Rather than focusing on minimizing expenses (for which lots of folks have already provided some great ideas), I like to think about the income side of the equation. It's never a good idea to be running purely on savings for long, if you don't have to.
One thing that I did while starting 15Five, in addition to minimizing all unnecessary expenses like office space, etc, was to do a small amount of high-value consulting. For example, I was able to run 2-3 full-day strategy retreats for other CEOs/executive teams that would cover my living expenses for the rest of the month, allowing me to focus on 15Five the rest of the time. In addition, the strategy work I was doing was related to what we were building, so it was a double win in that regard.
Related to what John Seiffer
mentioned in terms of taking a Lean Startup approach, one approach that's often helpful is to find people with the problem/challenge you're looking to solve with your software/app, and charge them to solve it manually for them. This a) helps you quickly validate whether you have identified a problem people that's a big enough issue that people are actually willing to pay for it (you have not validated this unless they have given you money -- saying they *would* give you money often isn't 100% proof), and b) lets you get paid for the customer development research you need to do anyway.
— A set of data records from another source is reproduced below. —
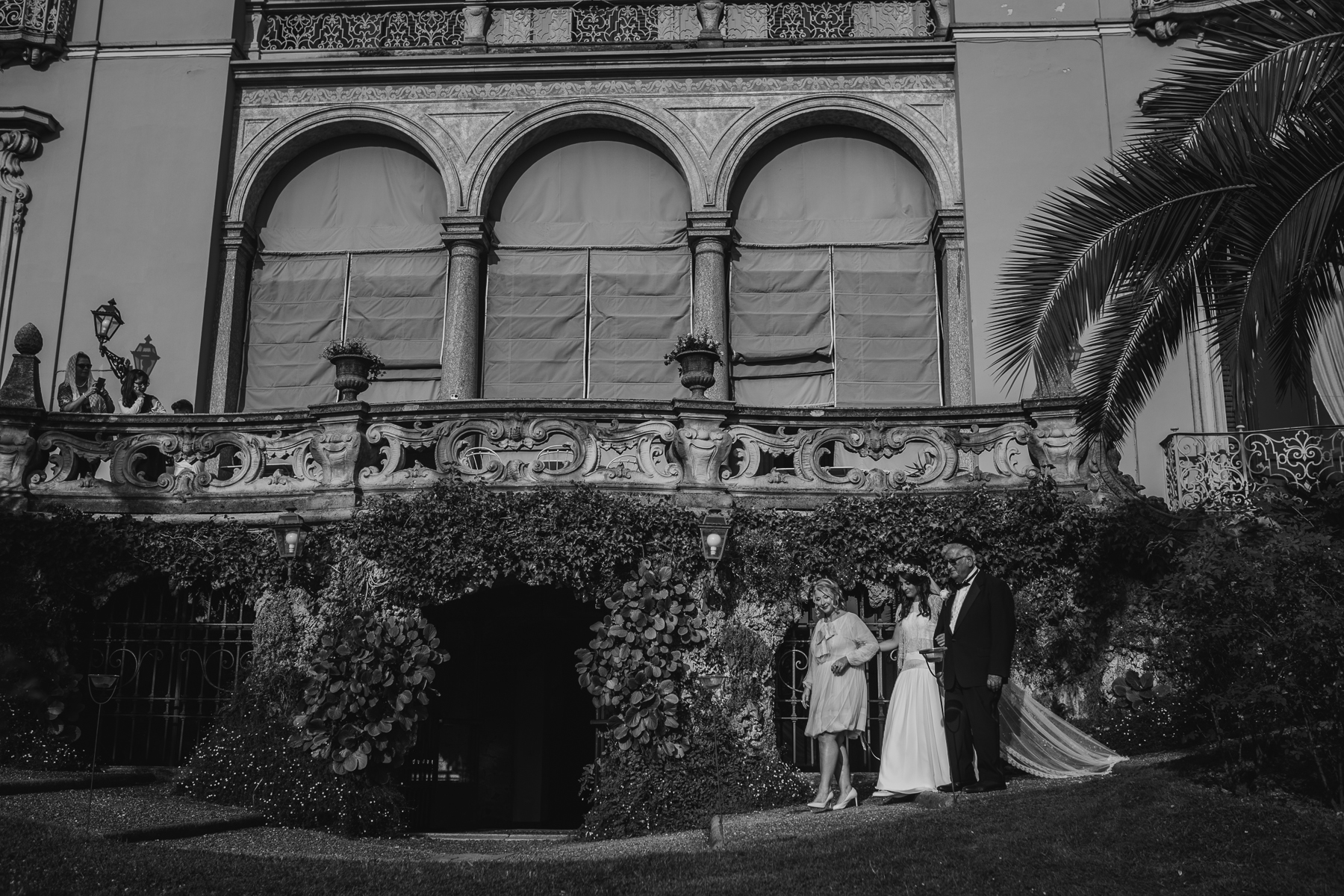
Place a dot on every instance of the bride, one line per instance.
(914, 748)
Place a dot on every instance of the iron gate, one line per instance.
(796, 747)
(178, 662)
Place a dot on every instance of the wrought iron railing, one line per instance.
(376, 27)
(178, 662)
(34, 31)
(326, 457)
(1225, 470)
If you haven't read the book The Lean Startup, I believe there's an example in there about a startup team who were wanted to build a weekly menu planning app that would produce shopping lists based on their supermarket's in-stock inventory. To start out, they stood outside a supermarket and asked people as they left if they wanted this service -- and then did it manually for them to learn what worked and what didn't. This is obviously unscalable, but it's not meant to be done long term.
If you can't or it doesn't make sense to sell your services to manually solve the problem, even if you can do a few days of work per month of high value consulting (ideally at least tangentially related to the space you're in, but if not it may still be a good idea), you could really cut down on your burn rate and extend your runway.